Their voices rose and fell, arguing, wondering. They talked about her as if she wasn’t there at all.

The middle child closed her eyes, turned away from them. She was both weak and powerful. In the dimness of the lamplight, translucent with hunger, her body shone.

One day she didn’t come down to breakfast at all. The siblings went to check on her and found her bed empty, the sheets disheveled, the comforter puddled on the floor. They looked in the closets and the bathrooms and the basement, all of the usual hideaways, and found no trace of her. Their mother took up the search, checking the windows and doors: They were still latched from the inside, deadbolts and chains secured. The children held their breath, their mother disappearing behind the cumbrous drapes. Finally, she emerged from the last window covering, sighing with relief.

“She must be in the house,” she said. “She’s still safe.”
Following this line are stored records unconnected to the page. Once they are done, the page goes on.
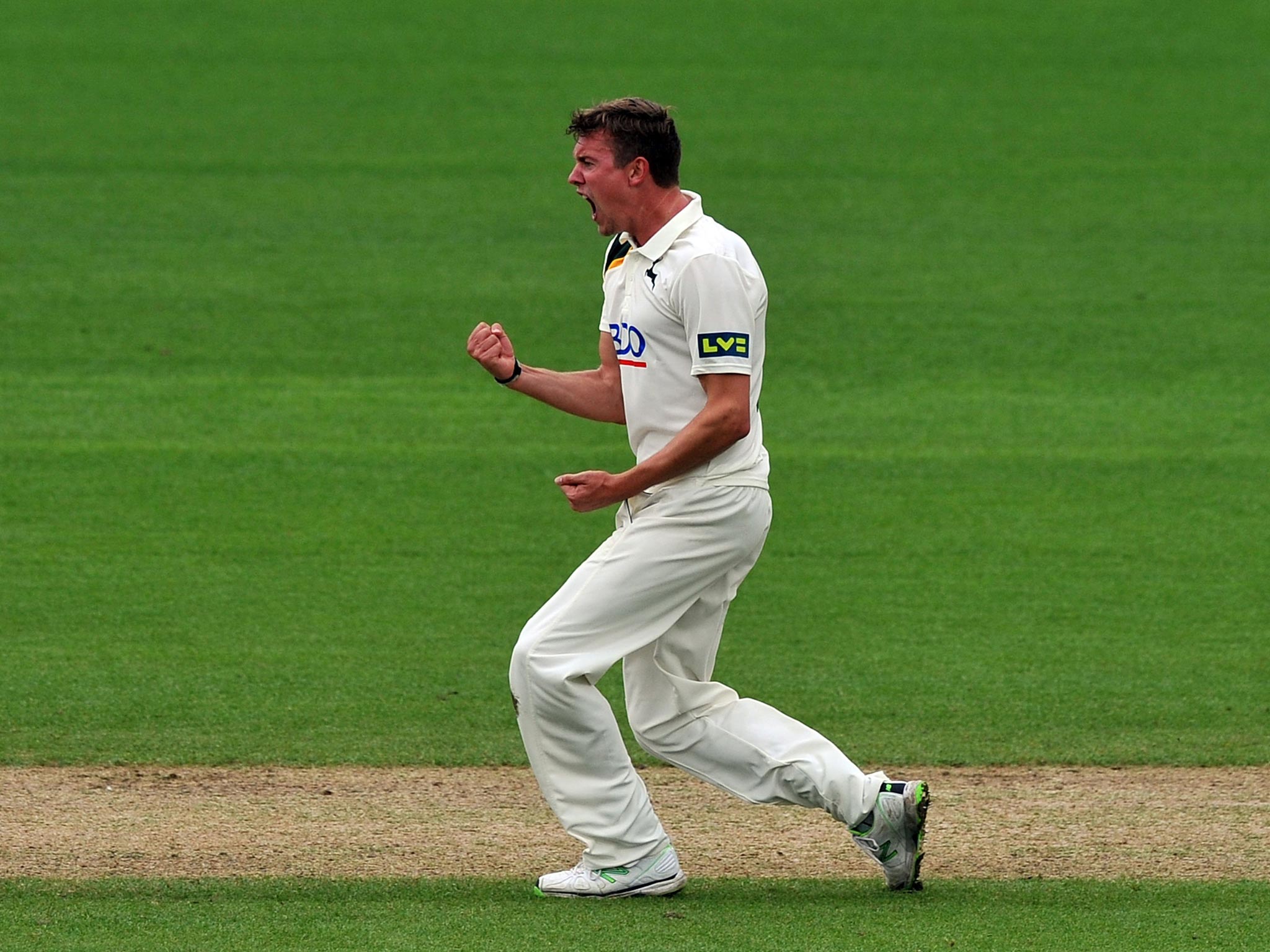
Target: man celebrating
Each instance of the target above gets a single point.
(681, 363)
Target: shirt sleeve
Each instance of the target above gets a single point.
(718, 315)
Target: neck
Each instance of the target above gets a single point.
(660, 208)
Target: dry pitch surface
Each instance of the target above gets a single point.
(349, 822)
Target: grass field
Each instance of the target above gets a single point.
(258, 507)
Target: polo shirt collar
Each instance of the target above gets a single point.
(660, 243)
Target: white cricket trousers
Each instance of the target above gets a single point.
(654, 596)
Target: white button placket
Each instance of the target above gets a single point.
(626, 291)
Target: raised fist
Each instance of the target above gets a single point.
(492, 350)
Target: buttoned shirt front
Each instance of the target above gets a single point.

The children looked at one another, disquieted. They wondered if there were other ways to leave the house: chimney flues, air ducts, the stinking wet pipes. Their sister had been so small at the end, so diaphanous, she might have slipped like a piece of paper beneath the slat of a door frame or through a crack in the wall. How effortless it would be for her to disappear into the chaos of the outside world, a world bent on change no matter how static they remained, how defensive, how ensconced. They pictured her there, trodden and torn and dirtied. They shuddered.

The mother must have seen their concerned expressions. She knelt and opened her arms to them, drawing them close. The two children huddled there on the carpet with her, arms laced, knees touching, their only comfort their togetherness.

“All is well,” the mother said. “The doors are locked. The windows secured. We’re safe here. Nothing has changed.”

They almost believed her. They started to relax, told themselves they could be happy here, smothered by what they were told was love, but then the sister sat upright, startled, and then the brother did, too, palm cupping his ear, and soon even the mother ceased whispering and went very still, listening.

There was a pause, but then the noise started up again: A sound in the walls, a scratching, a rending – tiny sharp claws scraping the plaster, keen fangs tearing at the insulation – faint at first, but then more and more determined, whatever creature dwelling there hellbent on escape or entry.